Interestingly, the researchers did not find an association between HIV infection and repeated PEP use. In other words, men who accessed PEP more than once weren’t any more likely to eventually get HIV than those who only accessed it once. Repeated PEP use is oftentimes used by providers, and is recommended by the CDC, as an indication that an individual should automatically be considered and referred for PrEP.
“I would agree that this is true—that people who use PEP recurrently should be considered for PrEP. However, because our study didn’t observe an association between nPEP recurrence and HIV acquisition, the conversation about PrEP should be started even after PEP is used for the first time. There may be some people that will access PEP just one time, and you may not see them again until they have already become infected with HIV, and it’s too late,” he says.

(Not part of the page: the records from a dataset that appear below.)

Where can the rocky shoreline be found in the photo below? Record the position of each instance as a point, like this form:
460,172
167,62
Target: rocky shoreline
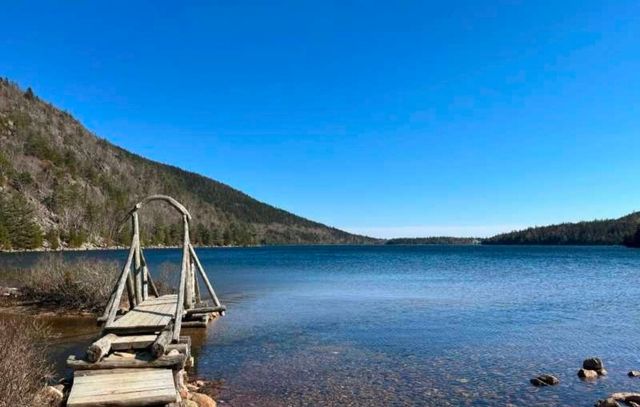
592,369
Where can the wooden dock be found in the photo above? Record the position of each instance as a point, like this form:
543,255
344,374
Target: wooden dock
139,357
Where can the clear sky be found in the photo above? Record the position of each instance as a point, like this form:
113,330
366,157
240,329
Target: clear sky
390,118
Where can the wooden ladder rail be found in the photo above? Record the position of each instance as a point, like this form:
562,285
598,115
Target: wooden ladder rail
135,276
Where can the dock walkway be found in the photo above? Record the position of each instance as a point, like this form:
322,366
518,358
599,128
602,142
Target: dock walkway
139,357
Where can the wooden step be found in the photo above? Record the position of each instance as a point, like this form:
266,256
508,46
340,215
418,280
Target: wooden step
151,315
122,387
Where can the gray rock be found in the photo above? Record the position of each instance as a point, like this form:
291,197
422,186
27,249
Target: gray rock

He encourages providers of PEP to continue to follow up with patients and to spend time on HIV prevention counseling—to assess patients’ risk, over time, to see if they might make good candidates for PrEP once they finish an PEP course.
“It sort of depends, who might be a good candidate for PrEP versus PEP. People with ongoing risk—either with a partner who has HIV or partners of unknown HIV status—these are people that would appear to more obviously benefit from PrEP. An PEP-based approach may be advisable if they’re not anticipating near-term exposures [to HIV] or if they know they will not be sexually active for a certain period of time. Stigma may also factor into a person’s decision to choose episodic PEP over daily PrEP. It comes down to having open and honest conversations with patients about which method(s) fit best with their lifestyles and sexual health goals.”
For basic facts about PrEP and PEP, and additional information about these prevention tools, look here.
Jain, S. and colleagues. Longitudinal trends in HIV nonoccupational postexposure prophylaxis use at a Boston community health center between 1997 and 2013. JAIDS, 68(1), 97-101.
Jain, S. and colleagues. Subsequent HIV infection among men who have sex with men who used non-occupational post-exposure prophylaxis at a Boston community health center: 1997-2013. AIDS Patient Care and STDs, 29(1), 1-6.